Экскурс: грамматическая философия О. Розенштока-Хюсси

Практически до сих пор неизвестного в нашей стране немецкого мыслителя (с 1930-х годов жившего в США) Ойгена Розенштока-Хюсси (1888–1973), создателя своеобразного социального учения, мы хотим привлечь к нашему рассмотрению диалогизма, поскольку Розеншток, по своим первичным бытийственным интуициям близкий как западным диалогистам, так и Бахтину, в своих философских представлениях отчетливее, чем они, выразил некие важнейшие тенденции диалогизма, доведя их до возможного предела. Онтология диалогизма определяется двумя полюсами – «бытием» и «языком», напряжением между ними. Это напряжение, – а за ним стоит уходящая в глубь веков философская традиция[751], – полностью снято в умозрениях Розенштока: нет бытия, кроме языка, «речь – это универсальный человеческий феномен»[752]. Когда мы говорим о диалогической философии, в качестве основного ее момента мы отмечаем радикальнейшее противостояние метафизике: отказ от интуиции удвоения мира, от признания сферы, трансцендентной более или менее позитивному опыту, отказ от вечных «сущностей» и «сущностно» понятых «идей», – вообще от всякого бытия как пребывания в пользу «события» и «отношения». Однако у диалогистов если не элементы метафизики, то какая-то философская память о ней остается. Так, Эбнер видит за речевой сферой «метафизическую» Личность Христа. Так, само понятие «откровения» Розенцвейга – пусть старый его библейский смысл философ полностью деконструирует – предполагает своего сокрытого «субъекта», а это – интуиция чисто метафизическая. Так, у Бубера не только «вечное Ты», но и «андрогин», «основное слово» «Я – Ты», кажется, имеют статус бытия. Так, наконец, «я» Бахтина («я-для-себя»), вынесенное за пределы времени – пусть в другое, особое «время», «абсолютное будущее», – интуитивно постигается тоже не без метафизических ассоциаций. У кого-то метафизики «больше», у кого-то «меньше»; по поводу Эбнера, кстати, исследователь замечает, что для него метафизика есть проблема[753]. Бахтин последовательно борется с метафизикой; в его учении эта борьба принимает форму борьбы с «овеществлением» личности[754]. Но у Бахтина мы видим, действительно, сопротивление правде метафизики. Лишь только в работах о романном слове 1930-х годов, как кажется, «бытие» в представлениях Бахтина практически нацело выходит в сферу языка: «образ человека» им переживается как «образ языка»[755]. В философском становлении Бахтина можно наблюдать затухание метафизического элемента – у Розенштока этот элемент отсутствует с самого начала.

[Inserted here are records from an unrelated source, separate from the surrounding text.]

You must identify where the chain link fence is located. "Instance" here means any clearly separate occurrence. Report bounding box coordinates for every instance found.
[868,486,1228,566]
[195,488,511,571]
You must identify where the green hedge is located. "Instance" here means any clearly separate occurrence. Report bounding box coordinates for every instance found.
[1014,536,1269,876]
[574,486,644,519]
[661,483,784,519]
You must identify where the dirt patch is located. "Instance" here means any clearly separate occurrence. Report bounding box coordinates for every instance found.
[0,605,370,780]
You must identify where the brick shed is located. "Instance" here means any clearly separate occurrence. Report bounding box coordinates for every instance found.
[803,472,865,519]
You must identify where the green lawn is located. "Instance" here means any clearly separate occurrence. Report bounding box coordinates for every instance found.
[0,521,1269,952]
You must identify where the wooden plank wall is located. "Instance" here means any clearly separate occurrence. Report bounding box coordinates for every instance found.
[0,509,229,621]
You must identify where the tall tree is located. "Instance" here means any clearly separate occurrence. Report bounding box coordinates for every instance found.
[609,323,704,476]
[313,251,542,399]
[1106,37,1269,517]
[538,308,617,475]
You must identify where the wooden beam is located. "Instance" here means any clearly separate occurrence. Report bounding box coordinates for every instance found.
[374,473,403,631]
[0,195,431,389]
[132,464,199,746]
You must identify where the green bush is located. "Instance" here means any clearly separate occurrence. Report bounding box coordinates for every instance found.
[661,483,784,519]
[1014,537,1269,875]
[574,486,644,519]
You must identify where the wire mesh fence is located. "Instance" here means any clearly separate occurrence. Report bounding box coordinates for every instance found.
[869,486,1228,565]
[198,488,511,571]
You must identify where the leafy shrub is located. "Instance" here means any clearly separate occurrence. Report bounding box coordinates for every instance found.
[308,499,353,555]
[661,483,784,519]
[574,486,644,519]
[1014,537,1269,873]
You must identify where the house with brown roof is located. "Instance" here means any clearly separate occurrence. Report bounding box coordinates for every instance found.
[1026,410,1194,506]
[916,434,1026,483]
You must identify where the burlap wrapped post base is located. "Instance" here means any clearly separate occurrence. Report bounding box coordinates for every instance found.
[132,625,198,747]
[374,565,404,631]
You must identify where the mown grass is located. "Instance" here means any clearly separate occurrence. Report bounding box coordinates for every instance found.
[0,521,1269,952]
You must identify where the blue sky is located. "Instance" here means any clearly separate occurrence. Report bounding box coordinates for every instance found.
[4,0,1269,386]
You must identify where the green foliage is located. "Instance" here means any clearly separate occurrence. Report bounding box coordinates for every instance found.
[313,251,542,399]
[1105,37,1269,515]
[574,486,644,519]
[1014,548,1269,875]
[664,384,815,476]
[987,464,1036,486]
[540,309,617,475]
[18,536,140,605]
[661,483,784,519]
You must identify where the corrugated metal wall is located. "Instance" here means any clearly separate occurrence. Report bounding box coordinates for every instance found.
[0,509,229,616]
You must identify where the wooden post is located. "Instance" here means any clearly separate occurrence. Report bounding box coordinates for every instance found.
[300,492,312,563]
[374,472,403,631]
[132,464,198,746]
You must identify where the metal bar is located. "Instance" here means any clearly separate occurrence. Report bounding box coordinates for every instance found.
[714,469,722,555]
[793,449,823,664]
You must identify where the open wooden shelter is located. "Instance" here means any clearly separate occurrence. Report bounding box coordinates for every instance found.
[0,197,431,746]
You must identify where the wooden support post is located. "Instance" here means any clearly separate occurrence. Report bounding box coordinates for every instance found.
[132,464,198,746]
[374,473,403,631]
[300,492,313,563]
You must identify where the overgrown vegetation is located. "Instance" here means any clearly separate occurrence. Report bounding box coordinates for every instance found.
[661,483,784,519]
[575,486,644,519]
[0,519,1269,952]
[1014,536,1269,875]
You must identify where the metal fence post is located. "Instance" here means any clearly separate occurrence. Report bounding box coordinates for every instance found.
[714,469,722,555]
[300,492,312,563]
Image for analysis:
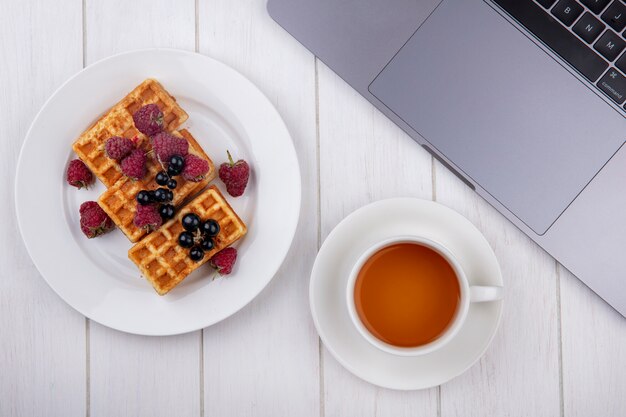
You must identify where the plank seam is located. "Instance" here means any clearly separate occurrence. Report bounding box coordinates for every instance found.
[313,57,326,417]
[554,260,565,417]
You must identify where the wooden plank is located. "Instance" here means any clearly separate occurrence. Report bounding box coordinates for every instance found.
[435,163,560,417]
[0,0,86,416]
[318,62,438,417]
[90,322,200,417]
[85,0,201,417]
[559,267,626,417]
[199,0,319,416]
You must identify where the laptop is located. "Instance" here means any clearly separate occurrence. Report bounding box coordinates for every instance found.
[267,0,626,315]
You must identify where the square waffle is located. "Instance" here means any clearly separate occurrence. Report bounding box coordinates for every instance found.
[98,129,216,242]
[128,186,247,295]
[72,79,189,187]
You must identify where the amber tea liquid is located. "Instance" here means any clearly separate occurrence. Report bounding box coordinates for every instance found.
[354,243,461,347]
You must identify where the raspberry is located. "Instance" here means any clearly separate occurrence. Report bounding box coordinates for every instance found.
[78,201,100,214]
[133,104,163,136]
[104,136,135,161]
[67,159,93,189]
[134,204,163,232]
[152,132,189,166]
[219,151,250,197]
[183,154,209,182]
[79,201,113,239]
[120,149,147,180]
[209,248,237,275]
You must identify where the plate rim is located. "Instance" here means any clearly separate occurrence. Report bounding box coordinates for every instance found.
[309,197,505,391]
[13,47,302,336]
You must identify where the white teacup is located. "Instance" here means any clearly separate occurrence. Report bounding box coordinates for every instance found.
[346,236,503,356]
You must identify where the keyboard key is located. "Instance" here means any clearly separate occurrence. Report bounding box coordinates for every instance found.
[537,0,556,9]
[552,0,584,26]
[598,68,626,104]
[574,12,606,43]
[593,30,626,61]
[602,0,626,32]
[580,0,611,14]
[615,54,626,73]
[494,0,608,82]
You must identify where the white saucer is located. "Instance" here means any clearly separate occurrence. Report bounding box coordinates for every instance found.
[15,49,301,335]
[309,198,502,390]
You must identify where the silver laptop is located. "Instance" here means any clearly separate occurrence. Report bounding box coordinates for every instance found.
[268,0,626,315]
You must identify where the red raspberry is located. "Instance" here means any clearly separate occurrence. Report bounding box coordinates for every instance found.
[182,154,209,182]
[209,248,237,275]
[133,104,163,136]
[134,204,163,232]
[79,201,113,239]
[66,159,93,189]
[78,201,100,214]
[104,136,135,161]
[152,132,189,167]
[219,151,250,197]
[120,149,147,180]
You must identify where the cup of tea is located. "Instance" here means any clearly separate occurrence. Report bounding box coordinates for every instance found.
[346,236,503,356]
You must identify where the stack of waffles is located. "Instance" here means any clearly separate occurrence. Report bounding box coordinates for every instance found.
[72,79,246,295]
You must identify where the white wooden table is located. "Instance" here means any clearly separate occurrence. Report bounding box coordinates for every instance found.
[0,0,626,417]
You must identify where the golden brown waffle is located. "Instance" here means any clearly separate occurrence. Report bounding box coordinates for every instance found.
[98,129,216,242]
[128,186,247,295]
[72,79,188,187]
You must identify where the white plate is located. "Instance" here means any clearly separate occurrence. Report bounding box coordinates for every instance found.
[309,198,502,390]
[15,49,301,335]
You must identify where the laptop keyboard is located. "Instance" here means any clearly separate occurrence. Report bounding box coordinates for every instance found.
[493,0,626,110]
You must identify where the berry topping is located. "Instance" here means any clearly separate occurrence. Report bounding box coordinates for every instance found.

Проблема языка занимала Розенштока большую часть его жизни; по выражению его ученика и исследователя, с 1902 г. он жил «под знаменем речи»[756]. Философия Розенштока обусловлена его экзистенциальным опытом. В 1914 г. он был призван в качестве офицера в германскую армию и позже написал: «Угроза смерти есть первопричина всякого знания об обществе» [757]. Именно фронтовой опыт, переживание грани жизни и смерти, склонили мышление Розенштока, во-первых, в социальную сторону, поставили его перед вопросом о том, во власти ли человека управление историей: «Мы, послевоенные мыслители, меньше интересуемся откровением Бога или природы, чем выживанием человечества»[758]. А во-вторых, ощущение всеобщего глубочайшего духовного кризиса вызвало у Розенштока острую потребность в обновлении мировоззрения. Как философ, Розеншток обладал не меньшим дерзновением, чем диалогисты, чем Бахтин, – чем многие другие в XX в. лелеявшие замыслы создания принципиально новых, «первых философий». Он полагал, что эпоха господства разума, начатая Декартом, исчерпана, и видел себя зачинателем и основоположником новых представлений о бытии и мышлении. В восемнадцатилетнем возрасте Розеншток обратился в христианство, а в 1958 г. получил титул доктора богословия в университете Мюнстера. Он осознавал себя христианским мыслителем – нам принять это весьма трудно из-за радикальнейшего «обновления» им самого представления о Боге, о религиозном отношении, о молитве, грехе и т. д. Розеншток был знаком с другими диалогистами, особенно близко дружил с Розенцвейгом и оказал большое влияние на его идеи; диалогизм Бубера также развился под действием импульса от идей Розенштока. Сильнее, чем другие диалогисты, Розеншток чувствовал существенность языка для философии; «речевое мышление» Розенцвейга и «диалог» Бубера, как полагает исследователь, преемственно восходят к интуициям Розенштока[759].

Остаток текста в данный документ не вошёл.